Actually, the shape of the rectangle is pretty unimportant. As discussed above, knowing values on a rectangle implies knowing all the points inside too. Fine. It is also trivial to infer outside values in triangular regions sitting on the sides (you go layer by layer outwards, always filling in the value for the only unknown neighbor of sites):
++
++++
++++++
XXXXXXXX
+X******X+ X: snoop loop (7x8 => 26 points)
++X******X++
+++X******X+++ *: inside points (5x6 => 30 points)
++X******X++
+X******X+ +: outside triangles
XXXXXXXX
++++++
++++
++
Inferring outside triangles:
X******X
XXXXXXXX <-- consider points in this row (except leftmost and rightmost ones)
?????? <-- these are the only unknown neighbors, one for each site
These outside points give no new information either, of course. I did not want people to try getting to the original inputs in such a direct way, however, so there was a requirement to have a minimum gap of 10 points between the edges of the grid and the snoop rectangle. More importantly, thinking about the problem this way tells you that snoop loops that have the same set of inferable points (circumference + inside + outside) provide identical information. So instead of the 7x8 loop in the figure below, one could have chosen, equivalently, a 3x12, 5x10, 9x6, 11x4 or 13x2 loop. These loops all have the same circumference.
Upon boot, the 32-byte initial state isb"SSnnOOooPPyy@@BBCCttff22002244#\x00". After encryption, the state becomes
b".S.n.O.o.P.y.@.B.C.............?", where “.” denotes unknown bytes, while “?” stands for a counter byte that holds the number of calls
made to the key generation function (e.g., for the first flag encryption after boot, it is b”\x01”, assuming you never picked the key
generation option in the menu). Suppose the response to the 10 known bytes, i.e., 80 known bits of the state after encryption is \(x_0\),
and we subtract this off by taking \(\Delta x = x - x_0\). We then have \(N = 176 - 4 = 172\) unknown input bits to find via breaking the
joint subset sum problem for \(\Delta \tilde x\) (as discussed earlier, the response to state bits 0, 64, 128, and 192, corresponding to
the four corners is zero, so these bits do not contribute to the sum and will have to be bruteforced).
Starting point: low-density subset sum solver via the LLL algorithm, see Chapter 3.10.2 of Handbook of Applied Cryptography by Menezes, Oorschot, & Vanstone. I prefer multiplying their lattice by 2 so that all values are integers.

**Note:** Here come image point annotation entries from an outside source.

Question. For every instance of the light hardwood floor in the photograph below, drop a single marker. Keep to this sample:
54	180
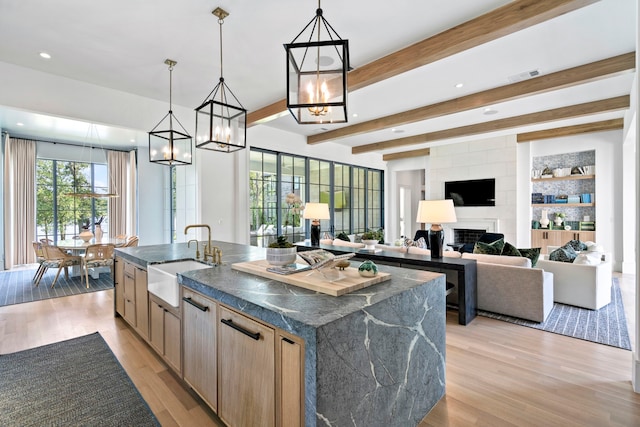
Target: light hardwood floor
498	374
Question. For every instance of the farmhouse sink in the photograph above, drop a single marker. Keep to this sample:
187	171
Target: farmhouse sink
162	280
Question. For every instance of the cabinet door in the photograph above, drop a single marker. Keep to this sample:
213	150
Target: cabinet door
172	340
247	371
142	303
156	326
544	238
199	344
290	382
583	236
119	286
129	299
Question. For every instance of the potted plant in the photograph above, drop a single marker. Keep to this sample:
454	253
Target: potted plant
281	252
370	239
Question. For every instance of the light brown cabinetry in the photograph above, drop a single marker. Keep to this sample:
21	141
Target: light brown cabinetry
134	296
164	331
247	371
119	286
290	381
544	238
199	333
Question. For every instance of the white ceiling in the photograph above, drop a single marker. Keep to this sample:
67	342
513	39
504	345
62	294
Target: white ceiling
122	45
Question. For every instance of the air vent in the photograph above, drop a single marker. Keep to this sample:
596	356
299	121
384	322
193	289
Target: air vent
524	76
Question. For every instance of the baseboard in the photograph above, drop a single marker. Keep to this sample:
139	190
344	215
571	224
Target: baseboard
628	267
635	372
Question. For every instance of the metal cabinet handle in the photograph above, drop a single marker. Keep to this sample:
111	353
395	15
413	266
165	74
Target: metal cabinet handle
254	335
195	304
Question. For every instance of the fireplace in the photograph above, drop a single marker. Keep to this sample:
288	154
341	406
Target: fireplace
468	230
467	235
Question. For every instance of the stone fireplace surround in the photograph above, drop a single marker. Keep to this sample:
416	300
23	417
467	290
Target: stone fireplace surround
469	228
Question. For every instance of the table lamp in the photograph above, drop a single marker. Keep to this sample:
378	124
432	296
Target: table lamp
436	213
315	212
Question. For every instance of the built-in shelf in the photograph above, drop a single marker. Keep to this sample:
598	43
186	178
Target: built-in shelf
563	205
563	178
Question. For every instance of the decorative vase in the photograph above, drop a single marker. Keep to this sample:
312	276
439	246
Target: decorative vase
544	219
99	233
370	245
281	256
368	269
86	235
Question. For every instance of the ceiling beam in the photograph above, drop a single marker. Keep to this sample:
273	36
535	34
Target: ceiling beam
508	19
582	74
613	124
407	154
579	110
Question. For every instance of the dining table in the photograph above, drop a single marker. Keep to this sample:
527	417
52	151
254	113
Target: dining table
78	246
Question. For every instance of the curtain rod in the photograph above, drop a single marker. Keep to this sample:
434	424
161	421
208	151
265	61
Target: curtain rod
70	144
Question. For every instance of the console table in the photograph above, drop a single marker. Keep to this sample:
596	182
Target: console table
464	269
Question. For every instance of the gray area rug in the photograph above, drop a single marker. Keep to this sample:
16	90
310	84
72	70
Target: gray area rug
78	382
16	286
605	326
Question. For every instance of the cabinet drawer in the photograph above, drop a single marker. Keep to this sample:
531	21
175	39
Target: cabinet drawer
129	269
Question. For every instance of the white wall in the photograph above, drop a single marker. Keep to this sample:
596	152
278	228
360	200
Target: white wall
608	148
484	158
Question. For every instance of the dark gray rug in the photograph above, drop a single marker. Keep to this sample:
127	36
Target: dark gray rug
78	382
605	326
16	286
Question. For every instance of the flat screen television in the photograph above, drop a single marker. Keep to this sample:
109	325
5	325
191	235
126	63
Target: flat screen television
475	192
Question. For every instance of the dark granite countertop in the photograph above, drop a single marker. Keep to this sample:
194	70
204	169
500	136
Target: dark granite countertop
270	300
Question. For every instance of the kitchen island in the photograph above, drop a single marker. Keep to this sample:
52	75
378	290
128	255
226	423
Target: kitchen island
375	356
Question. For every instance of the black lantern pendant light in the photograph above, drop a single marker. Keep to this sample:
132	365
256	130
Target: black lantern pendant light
221	125
170	147
317	74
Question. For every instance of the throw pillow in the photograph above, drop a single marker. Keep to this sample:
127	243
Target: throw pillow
494	248
343	236
532	253
563	254
577	245
510	250
587	259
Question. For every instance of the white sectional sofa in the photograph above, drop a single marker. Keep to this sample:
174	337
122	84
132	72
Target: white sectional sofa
508	285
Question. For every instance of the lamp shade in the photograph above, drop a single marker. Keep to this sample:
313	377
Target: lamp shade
436	211
316	211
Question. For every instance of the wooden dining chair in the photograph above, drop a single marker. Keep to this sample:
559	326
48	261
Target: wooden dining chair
41	260
57	258
98	255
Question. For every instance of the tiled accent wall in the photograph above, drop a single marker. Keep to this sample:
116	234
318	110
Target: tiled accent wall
570	187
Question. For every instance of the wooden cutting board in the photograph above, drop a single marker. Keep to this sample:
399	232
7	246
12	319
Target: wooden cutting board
313	280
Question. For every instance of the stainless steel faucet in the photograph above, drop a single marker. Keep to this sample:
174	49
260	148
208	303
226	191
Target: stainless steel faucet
208	248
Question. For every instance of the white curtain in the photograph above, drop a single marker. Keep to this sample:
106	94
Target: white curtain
122	177
19	201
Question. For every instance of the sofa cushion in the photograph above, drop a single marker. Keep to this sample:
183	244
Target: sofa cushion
532	253
494	248
588	258
563	254
498	259
510	250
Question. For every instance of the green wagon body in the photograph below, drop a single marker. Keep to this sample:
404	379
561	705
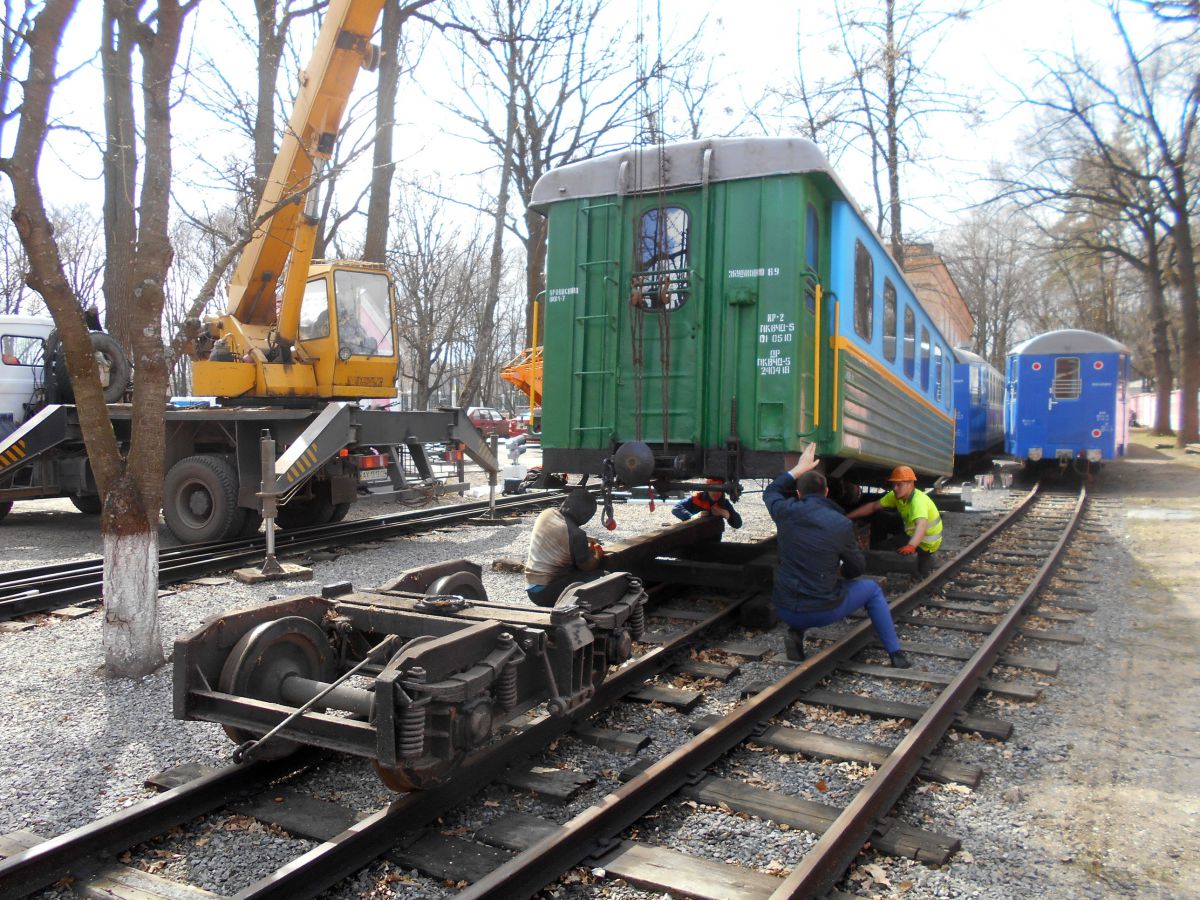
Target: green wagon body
718	358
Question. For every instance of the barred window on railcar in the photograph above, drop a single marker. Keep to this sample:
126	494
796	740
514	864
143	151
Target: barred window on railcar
889	321
864	291
910	343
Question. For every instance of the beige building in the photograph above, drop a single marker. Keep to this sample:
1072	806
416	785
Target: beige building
937	293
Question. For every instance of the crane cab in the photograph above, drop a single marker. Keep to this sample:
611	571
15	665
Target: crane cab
345	343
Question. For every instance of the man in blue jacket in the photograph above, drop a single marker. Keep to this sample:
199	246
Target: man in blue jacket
816	582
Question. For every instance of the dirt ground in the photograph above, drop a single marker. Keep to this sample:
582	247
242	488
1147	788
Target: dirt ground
1129	797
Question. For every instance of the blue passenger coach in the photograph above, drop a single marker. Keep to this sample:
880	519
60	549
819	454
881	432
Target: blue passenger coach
978	405
1066	399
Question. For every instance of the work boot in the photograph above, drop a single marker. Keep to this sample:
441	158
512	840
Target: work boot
793	645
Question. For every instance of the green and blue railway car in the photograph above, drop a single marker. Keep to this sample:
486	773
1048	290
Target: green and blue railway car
723	303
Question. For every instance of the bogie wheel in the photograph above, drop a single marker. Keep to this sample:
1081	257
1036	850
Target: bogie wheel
264	659
199	499
88	503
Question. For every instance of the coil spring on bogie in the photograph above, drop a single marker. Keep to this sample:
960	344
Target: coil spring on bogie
507	685
412	730
637	621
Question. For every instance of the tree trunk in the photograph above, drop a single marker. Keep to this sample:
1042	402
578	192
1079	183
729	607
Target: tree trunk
120	168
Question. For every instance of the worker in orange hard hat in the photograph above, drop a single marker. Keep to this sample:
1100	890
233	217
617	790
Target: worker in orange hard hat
713	502
911	515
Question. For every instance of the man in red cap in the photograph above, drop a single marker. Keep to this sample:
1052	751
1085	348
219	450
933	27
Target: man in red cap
915	515
715	503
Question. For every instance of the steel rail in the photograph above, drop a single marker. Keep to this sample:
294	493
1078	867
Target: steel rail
76	851
541	863
837	849
42	588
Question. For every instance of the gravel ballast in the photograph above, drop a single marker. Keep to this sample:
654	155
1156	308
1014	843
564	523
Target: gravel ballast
1096	795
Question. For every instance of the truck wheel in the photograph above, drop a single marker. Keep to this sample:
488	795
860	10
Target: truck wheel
199	499
88	503
58	381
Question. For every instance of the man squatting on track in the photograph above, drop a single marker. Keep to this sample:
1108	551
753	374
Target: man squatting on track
559	550
816	582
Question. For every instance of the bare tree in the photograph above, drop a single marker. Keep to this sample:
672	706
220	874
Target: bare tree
888	95
1134	133
131	484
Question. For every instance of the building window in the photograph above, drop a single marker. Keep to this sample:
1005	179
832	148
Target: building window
1067	384
864	289
924	359
889	321
910	343
660	281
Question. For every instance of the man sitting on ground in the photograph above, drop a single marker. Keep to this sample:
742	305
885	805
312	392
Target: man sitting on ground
559	550
816	582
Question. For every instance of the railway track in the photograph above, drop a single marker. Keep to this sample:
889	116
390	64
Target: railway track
965	616
53	587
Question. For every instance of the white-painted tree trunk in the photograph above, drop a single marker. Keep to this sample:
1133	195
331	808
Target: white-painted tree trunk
132	646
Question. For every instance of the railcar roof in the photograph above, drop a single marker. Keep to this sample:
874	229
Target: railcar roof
643	169
1068	340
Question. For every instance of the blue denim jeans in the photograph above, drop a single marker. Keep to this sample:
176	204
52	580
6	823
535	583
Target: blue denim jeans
859	593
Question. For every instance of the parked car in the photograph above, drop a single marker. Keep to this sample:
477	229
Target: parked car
489	421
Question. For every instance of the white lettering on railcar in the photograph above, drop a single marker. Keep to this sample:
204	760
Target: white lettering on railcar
762	271
774	363
557	294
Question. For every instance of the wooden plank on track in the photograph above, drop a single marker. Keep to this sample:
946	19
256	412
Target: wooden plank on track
1038	664
449	858
669	870
112	880
1039	634
895	840
985	725
700	669
1013	690
682	700
828	747
556	784
618	742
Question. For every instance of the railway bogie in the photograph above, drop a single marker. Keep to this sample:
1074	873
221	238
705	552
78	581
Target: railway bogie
1066	402
451	669
717	305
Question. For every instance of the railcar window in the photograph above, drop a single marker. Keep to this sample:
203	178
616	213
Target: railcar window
910	343
811	253
889	321
22	351
664	240
924	359
1066	384
864	291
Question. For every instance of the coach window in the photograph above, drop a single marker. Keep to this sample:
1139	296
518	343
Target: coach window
864	289
924	359
811	255
910	343
889	321
1067	384
664	239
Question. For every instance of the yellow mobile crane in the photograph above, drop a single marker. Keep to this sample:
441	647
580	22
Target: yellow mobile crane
299	345
328	333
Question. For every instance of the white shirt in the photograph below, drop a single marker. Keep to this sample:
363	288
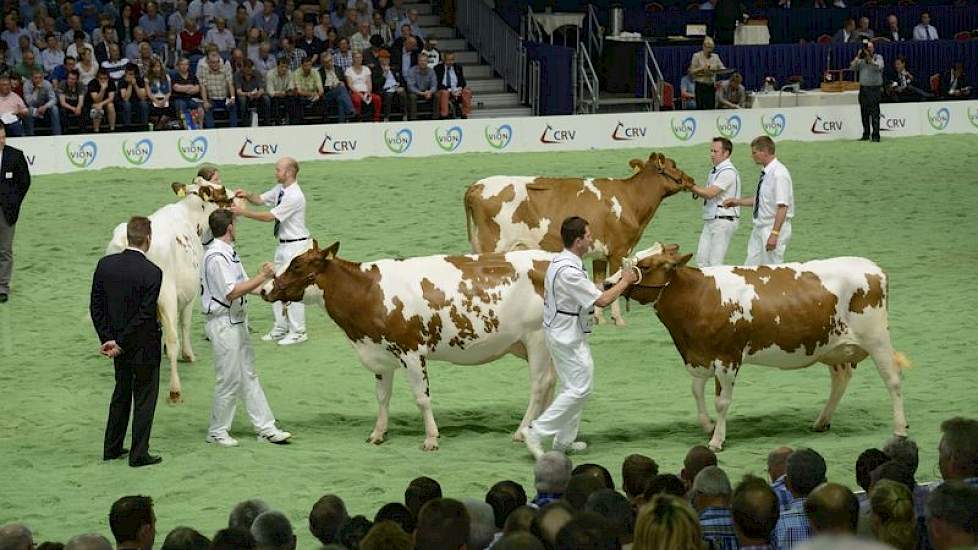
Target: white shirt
776	190
290	211
727	178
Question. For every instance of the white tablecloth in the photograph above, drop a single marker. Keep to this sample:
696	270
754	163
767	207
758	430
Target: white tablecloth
810	98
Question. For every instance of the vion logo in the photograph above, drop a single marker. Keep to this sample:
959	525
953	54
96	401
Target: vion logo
81	156
821	126
626	133
449	140
683	129
550	135
251	150
192	150
940	119
137	153
729	126
499	137
775	125
399	141
331	146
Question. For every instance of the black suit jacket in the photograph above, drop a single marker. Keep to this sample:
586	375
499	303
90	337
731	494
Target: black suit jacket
125	289
13	189
440	75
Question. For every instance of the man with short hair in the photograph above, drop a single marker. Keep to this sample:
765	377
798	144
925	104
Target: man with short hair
569	301
774	206
133	523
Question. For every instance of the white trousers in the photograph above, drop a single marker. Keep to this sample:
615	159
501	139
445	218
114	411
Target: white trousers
293	317
714	241
757	253
575	373
234	365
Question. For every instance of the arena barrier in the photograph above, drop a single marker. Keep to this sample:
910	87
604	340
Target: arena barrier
65	154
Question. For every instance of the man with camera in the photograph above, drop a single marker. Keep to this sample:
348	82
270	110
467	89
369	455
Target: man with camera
869	65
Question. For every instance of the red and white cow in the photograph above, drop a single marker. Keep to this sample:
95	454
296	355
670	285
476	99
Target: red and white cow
179	229
787	316
466	310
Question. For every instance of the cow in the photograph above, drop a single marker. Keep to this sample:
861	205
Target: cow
467	310
506	213
788	316
179	231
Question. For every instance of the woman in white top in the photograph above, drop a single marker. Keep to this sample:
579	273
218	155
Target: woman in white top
361	87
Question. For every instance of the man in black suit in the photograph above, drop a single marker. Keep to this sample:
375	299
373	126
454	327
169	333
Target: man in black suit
15	180
125	291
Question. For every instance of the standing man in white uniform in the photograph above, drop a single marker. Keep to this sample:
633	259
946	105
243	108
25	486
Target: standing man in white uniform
288	212
569	298
719	222
225	285
774	206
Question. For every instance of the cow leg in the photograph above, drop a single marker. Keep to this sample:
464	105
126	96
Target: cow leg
726	375
700	376
841	374
385	383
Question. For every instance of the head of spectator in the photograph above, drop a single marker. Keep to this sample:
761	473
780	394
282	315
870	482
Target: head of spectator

For simplicity of notation, remap indices and label pins corresponding to the unknown bits to \(k = 1,\) \(\dots,\) \(N.\) Responses to these along the side-channel loop are given by \(\tilde x^k\). For a loop of \(K\) points, each \(\tilde x^k\) has \(K\) components and we have \(K\) simultaneous subset sum problems, so we consider an \((N + K)\)-dimensional lattice with the \((N + 1)\) lattice vectors below:
\[M = \left( \matrix{ 2 & 0 & 0 & \dots & 0 & (\tilde x^1)_1 & (\tilde x^1)_2 & \dots & (\tilde x^1)_K \cr 0 & 2 & 0 & \dots & 0 & (\tilde x^2)_1 & (\tilde x^2)_2 & \dots & (\tilde x^2)_K \cr 0 & 0 & 2 & \dots & 0 & (\tilde x^3)_1 & (\tilde x^3)_2 & \dots & (\tilde x^3)_K \cr \cdots \cr 0 & 0 & 0 & \dots & 2 & (\tilde x^N)_1 & (\tilde x^N)_2 & \dots & (\tilde x^N)_K \cr 1 & 1 & 1 & \dots & 1 & \Delta \tilde x_1 & \Delta \tilde x_2 & \dots & \Delta \tilde x_K \cr } \right)\]The left \(N\) columns track coefficients, while the right \(K\) columns track the sums. The linear combination that perfectly solves our problem would have its first \(N\) components equal to \(\pm 1\), while the last \(K\) components equal to zero. This vector has an \(L_2\) norm of \(\sqrt{N}\), which may not be shortest, and may not even be among the vectors returned by LLL. Yet, just like in the low-density subset sum solver, if one scales the left or right sides of \(M\) just right relative to each other, LLL returns the solution with high probability, often even outside the regime where the method is rigorously proven to work (and when LLL fails, you might still get lucky if you reconnect to generate a new problem).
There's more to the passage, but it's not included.